Make Selenium work on Github Actions

Overview

Make Selenium work on Github Actions

Scraping with BeautifulSoup on GitHub Actions is easy-peasy. But what about Selenium?? After you jump through some hoops it's just as simple.

How to use this

I think you can just fork this repository and get to work on scraper.py.

Otherwise, just steal scraper.py and .github/workflows/scrape.yml and you'll be good to go.

Saving CSV files

If you want every scrape to update a CSV or something like this, you'll need to edit your scrape.yml to commit to the repo after the scraper is done running.

Take a look at the bottom of autoscraper-history to see how to do that. It should be one more step, something like this:

      - name: Commit and push if content changed
        run: |-
          git config user.name "Automated"
          git config user.email "[email protected]"
          git add -A
          timestamp=$(date -u)
          git commit -m "Latest data: ${timestamp}" || exit 0
          git push

I'm pretty sure I lifted that code 100% from Simmon Willison.

Scheduling

Right now the yaml is set to only scrape when you click the "Run workflow" button in the Actions tab, but you can add something like

  schedule:
    - cron: '0 * * * *'

To make it run the first minute of every hour.

How this all works

To make Selenium + GitHub Actions work, this repo does a few magic things. In a normal world, you start Chrome like this:

from selenium import webdriver

driver = webdriver.Chrome()

But we.... do things a little differently. Let me walk you through the changes!

webdriver-manager to manage the webdriver

You can add a special action to set up Chromedriver but I feel it's honestly easier to use webdriver-manager. It magically picks out the right version of chromedriver for you.

from selenium import webdriver
from webdriver_manager.chrome import ChromeDriverManager

driver = webdriver.Chrome(ChromeDriverManager().install())

It works on your local machine, too!

Chromium, not Chrome

When you're running GitHub Actions, it's probably on a nice little Ubuntu Linux machine. In those situations, you install software using apt. Since you can't install Chrome with apt, you'll install Chromium instead, the open-source version of Chrome.
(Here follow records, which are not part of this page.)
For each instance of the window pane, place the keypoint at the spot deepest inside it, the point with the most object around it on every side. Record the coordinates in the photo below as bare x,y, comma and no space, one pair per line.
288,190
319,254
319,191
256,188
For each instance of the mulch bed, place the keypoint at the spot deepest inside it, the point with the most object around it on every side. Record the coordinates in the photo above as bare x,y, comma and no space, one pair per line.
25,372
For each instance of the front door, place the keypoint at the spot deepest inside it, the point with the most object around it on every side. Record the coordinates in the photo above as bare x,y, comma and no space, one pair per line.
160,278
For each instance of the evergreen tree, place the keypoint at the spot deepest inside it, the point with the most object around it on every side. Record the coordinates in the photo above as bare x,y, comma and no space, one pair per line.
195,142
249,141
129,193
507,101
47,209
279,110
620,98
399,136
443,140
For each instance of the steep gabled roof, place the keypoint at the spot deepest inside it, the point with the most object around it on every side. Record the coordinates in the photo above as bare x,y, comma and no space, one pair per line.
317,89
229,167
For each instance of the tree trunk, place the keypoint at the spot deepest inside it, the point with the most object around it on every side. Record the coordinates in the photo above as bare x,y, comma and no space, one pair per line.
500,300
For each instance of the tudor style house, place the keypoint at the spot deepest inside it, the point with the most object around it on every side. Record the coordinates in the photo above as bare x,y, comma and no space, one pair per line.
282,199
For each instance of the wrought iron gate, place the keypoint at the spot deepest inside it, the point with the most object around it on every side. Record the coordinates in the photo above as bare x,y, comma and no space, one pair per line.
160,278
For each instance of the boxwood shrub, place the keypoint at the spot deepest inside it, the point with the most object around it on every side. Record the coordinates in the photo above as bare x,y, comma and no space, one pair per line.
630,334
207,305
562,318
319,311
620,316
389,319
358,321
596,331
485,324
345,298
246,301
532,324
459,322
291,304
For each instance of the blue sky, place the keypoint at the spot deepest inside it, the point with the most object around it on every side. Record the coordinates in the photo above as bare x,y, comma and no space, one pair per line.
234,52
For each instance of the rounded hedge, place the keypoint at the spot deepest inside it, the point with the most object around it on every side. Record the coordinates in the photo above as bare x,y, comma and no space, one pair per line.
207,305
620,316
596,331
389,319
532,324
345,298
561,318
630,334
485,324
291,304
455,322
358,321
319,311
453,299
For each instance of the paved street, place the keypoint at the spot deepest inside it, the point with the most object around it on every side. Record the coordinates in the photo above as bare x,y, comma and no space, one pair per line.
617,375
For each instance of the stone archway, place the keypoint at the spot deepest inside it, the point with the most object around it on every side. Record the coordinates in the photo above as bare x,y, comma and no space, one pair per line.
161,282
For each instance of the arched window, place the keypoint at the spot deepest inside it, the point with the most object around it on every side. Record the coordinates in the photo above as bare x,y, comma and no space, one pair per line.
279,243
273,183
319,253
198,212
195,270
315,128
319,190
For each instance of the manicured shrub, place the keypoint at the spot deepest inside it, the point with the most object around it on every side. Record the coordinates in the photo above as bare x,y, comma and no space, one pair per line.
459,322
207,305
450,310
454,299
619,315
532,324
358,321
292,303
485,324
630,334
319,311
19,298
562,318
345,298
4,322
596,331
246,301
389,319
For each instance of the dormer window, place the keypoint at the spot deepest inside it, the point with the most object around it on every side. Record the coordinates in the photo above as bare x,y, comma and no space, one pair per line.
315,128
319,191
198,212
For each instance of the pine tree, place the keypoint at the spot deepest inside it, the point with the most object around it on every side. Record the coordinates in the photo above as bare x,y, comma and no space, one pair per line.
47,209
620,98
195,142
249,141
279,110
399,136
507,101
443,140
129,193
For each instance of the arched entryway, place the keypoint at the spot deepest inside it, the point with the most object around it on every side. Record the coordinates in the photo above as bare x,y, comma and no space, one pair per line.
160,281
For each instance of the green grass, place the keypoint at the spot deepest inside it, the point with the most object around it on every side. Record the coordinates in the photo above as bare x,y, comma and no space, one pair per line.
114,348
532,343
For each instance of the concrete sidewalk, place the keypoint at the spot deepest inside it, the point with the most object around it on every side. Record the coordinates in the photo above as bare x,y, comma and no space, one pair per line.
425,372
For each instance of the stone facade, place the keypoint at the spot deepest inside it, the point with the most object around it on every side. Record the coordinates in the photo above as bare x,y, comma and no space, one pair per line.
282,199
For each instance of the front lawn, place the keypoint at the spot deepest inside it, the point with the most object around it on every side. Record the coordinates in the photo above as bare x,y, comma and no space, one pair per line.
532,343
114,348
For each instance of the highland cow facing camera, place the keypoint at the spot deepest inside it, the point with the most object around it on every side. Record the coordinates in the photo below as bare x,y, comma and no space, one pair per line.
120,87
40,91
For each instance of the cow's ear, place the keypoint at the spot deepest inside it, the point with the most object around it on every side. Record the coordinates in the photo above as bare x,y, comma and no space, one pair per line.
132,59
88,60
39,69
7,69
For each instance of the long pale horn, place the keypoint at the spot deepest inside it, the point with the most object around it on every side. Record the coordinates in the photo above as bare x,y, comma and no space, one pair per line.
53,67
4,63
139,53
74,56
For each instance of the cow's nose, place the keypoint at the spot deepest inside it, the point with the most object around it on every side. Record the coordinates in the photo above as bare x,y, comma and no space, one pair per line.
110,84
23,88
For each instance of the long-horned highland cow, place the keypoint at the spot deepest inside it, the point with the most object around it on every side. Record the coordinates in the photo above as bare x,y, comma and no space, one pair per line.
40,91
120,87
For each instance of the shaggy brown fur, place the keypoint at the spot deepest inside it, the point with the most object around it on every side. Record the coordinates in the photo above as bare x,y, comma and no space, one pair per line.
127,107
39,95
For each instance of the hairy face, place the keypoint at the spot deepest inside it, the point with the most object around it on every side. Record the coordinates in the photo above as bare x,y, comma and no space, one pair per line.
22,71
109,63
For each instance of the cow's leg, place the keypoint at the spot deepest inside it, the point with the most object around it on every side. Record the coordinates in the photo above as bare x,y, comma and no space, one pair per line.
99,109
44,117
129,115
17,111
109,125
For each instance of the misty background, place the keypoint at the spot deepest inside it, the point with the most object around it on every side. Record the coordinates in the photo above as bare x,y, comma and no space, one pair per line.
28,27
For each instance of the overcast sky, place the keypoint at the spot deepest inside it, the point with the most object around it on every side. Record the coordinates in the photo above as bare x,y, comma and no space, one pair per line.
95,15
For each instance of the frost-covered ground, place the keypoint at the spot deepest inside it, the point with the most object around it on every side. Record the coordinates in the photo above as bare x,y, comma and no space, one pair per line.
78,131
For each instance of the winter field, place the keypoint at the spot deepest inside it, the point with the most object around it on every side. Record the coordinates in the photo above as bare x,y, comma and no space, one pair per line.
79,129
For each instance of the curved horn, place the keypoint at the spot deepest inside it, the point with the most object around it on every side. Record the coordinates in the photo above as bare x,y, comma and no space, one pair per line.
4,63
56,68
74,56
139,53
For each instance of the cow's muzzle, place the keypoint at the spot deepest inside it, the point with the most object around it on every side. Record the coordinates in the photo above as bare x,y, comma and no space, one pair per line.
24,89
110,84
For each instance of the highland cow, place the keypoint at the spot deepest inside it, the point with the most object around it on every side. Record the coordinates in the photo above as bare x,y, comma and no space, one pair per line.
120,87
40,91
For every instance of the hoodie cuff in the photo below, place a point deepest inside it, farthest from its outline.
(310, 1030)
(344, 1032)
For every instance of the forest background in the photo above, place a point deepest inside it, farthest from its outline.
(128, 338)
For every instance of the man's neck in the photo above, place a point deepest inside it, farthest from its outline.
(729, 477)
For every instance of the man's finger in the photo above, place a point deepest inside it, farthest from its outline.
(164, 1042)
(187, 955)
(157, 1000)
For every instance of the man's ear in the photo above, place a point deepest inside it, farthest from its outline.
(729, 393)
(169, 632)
Works the same, just opens a little differently.

As a result, our chromedriver install code changed a little more:

from selenium import webdriver
from webdriver_manager.chrome import ChromeDriverManager
from webdriver_manager.utils import ChromeType

driver_path = ChromeDriverManager(chrome_type=ChromeType.CHROMIUM).install()
driver = webdriver.Chrome(driver_path)

This also means we need to add a line that does apt-get install -y chromium-browser to our scrape.yml)

Headless Chromium

Since we don't have a monitor plugged into GitHub Actions, we can't actually see what's going on in the browser. In the olden days you had to construct some odd technical fake screen, but these days you just run in headless mode!

from selenium import webdriver 
from selenium.webdriver.chrome.options import Options

chrome_options = Options()
chrome_options.add_argument("--headless")
driver = webdriver.Chrome(options=chrome_options)

Other options and more management of things

To combine the webdriver-manager driver path and the headless Chrome option, there are a lot of hoops to jump through. During the research process a lot of extra chrome options poked up, so I thought hey, let's just add all those, too.

from selenium import webdriver
from webdriver_manager.chrome import ChromeDriverManager
from webdriver_manager.utils import ChromeType
from selenium.webdriver.chrome.options import Options
from selenium.webdriver.chrome.service import Service

chrome_service = Service(ChromeDriverManager(chrome_type=ChromeType.CHROMIUM).install())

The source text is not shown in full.